The Economist Magazine has an interesting piece on DRC - well worth the read. Its difficult to remain optimistic about the DRC. We know that countries of this size, virtually land locked and full of mineral resources are probably destined for perpetual underdevelopment - but the mining companies and the politicians appear not to be helping :
Some good initiatives have been launched. The government has persuaded some opposition politicians who boycotted political institutions after the post-election fighting to return. Legislators promise to keep spending in check by reviewing it every three months. Those who want to run state bodies will now be tested by officials on some basic skills, not just their political connections. Logging and mining contracts worth billions of dollars will apparently be reviewed.

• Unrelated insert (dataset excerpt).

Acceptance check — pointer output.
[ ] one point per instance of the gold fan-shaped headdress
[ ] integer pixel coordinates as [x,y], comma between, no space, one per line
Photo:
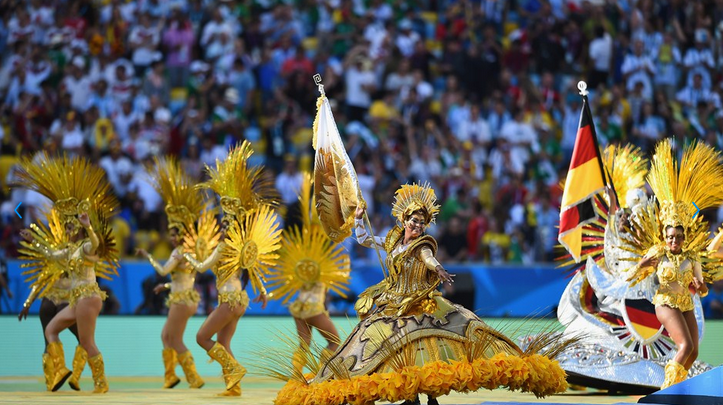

But there is no sign that the country's vast mineral resources will benefit more than a lucky handful. Few of the taxes that are paid actually go into the state coffers. A Western diplomat estimates that direct benefits to the state from mining totalled a paltry $32m last year, though Congo-based copper-mining companies alone have made hundreds of millions on stock markets in recent months.
Parliament has adopted a budget for 2007, albeit more than six months into the year. But the government may struggle to lure back donors after mismanagement led to the suspension of many lending programmes agreed on last year. The budget this year, for a country of 60m-odd people, is a meagre $2.4 billion.